In spite of its global prominence as an oil exporter, Nigeria still lacks the capacity to refine sufficient oil for domestic use. Instead, the country spends as much as US$7bn each year importing refined oil.
Those deals, which are funded by both local and global banks, aren’t bound to change in the next five years or so.
Prices on these deals are “even declining right now,” remarks one Nigerian banker.
In the long term though, there are plans to reduce dependency on foreign refineries, a change transnational energy companies will be expected to contribute to.
“Future energy contracts are likely to have some aspect of local refinery requirement,” Sisay says.
“Companies that don’t build refineries locally will be likely to lose concessions.”
Local banks thrive after consolidation
The central bank’s introduction of a radical increase in minimum capital requirements for Nigerian banks, from N2bn to N25bn, has boosted the confidence of international lenders, helping to ensure the flow of trade finance from overseas in spite of a credit strapped global environment.
“Despite very difficult conditions in the wholesale markets, you are still seeing the availability of import finance for Nigerian banks,” says Intercontinental’s Hopkins. “Letters of credit continue to be issued and refinanced… and the rates of interest which are charged on refinance are still attractive and indicative of the track records and relatively low risk of those transactions.”
International banks lending money to Nigerian banks are mainly dedicated to international trade, whether they are financing the importer, directly paying an exporter or channeling money through Nigerian banks.
Some banks have raised money by issuing Eurobonds and GDRs in the London stock exchange. Others have signed bilateral agreements with multilaterals like the IFC and the African Development Bank. SMBC has tapped into appetite for Nigerian trade finance by raising money through select groups of investors familiar with the West African country’s economy.
“We know investors who have insight on Nigerian banking risk so we call them and we ask them to join our deal,” explains Christian Karam, head of the Africa desk at SMBC Group.
“We end up with five to 10 banks or institutions funding the Nigerian banks.
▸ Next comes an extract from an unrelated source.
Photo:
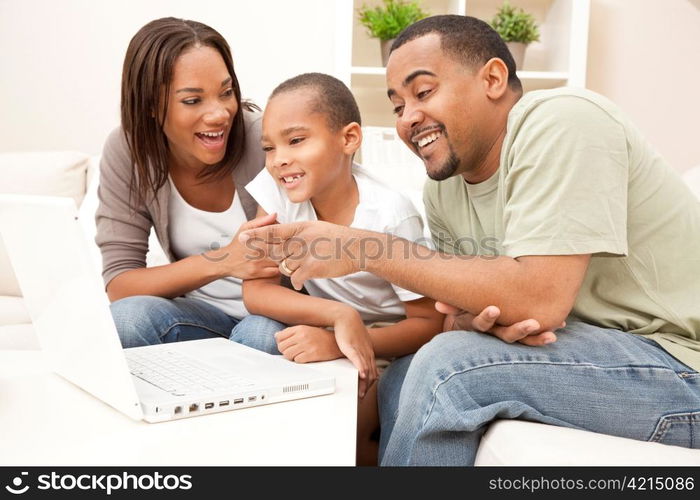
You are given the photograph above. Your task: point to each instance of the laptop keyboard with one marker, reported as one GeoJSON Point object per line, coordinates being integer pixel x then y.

In today’s market it’s a nice structure because you can still have investors with appetite under such a channelled purpose.”
Since almost all of Nigeria’s banks are now involved in international trade, the global crisis of liquidity has driven prices up.
“Pricing is not directly related to Nigeria but it happens that Nigeria has a very strong need of trade loans because 99% of their hard-currency export is related to trade,” remarks Karam.
Demand for financing in Nigeria is considerable. In five years external exchange reserves have climbed from negative US$30bn to US$60.1bn. The country has stepped up institutional investment programmes calling for vast amounts of imports. The recent spike in commodities prices only escalated the volume of growth.
But with scarce credit conditions around the world, is there still appetite for Nigerian bank risk?
“In current market conditions, with a number of global banks cutting back, there is increased pressure on line availability or there’s limited availability,” comments Zenith’s Colgan.
The sheer volume of trade deals in combination with lengthening terms of refinancings have somewhat saturated the appetite for Nigerian bank risk. Earlier this year, terms of refinancings had stretched from 30 or 60 days to 180 days, clogging credit lines.
Though those terms have since returned to base levels, there is still a tremendous volume of Nigerian bank LCs on the market, spurring the creation of a secondary market.
“Many of the institutions that hold this refinance are looking to free some liquidity,” explains Karam of SMBC. “They might sell at a discount which will make the whole pricing at 4-5%.”
But this is not necessarily a bad thing: “This secondary market is pushing the business up, but it’s also increasing the capacity of the Nigerian banks. It’s a win-win situation.”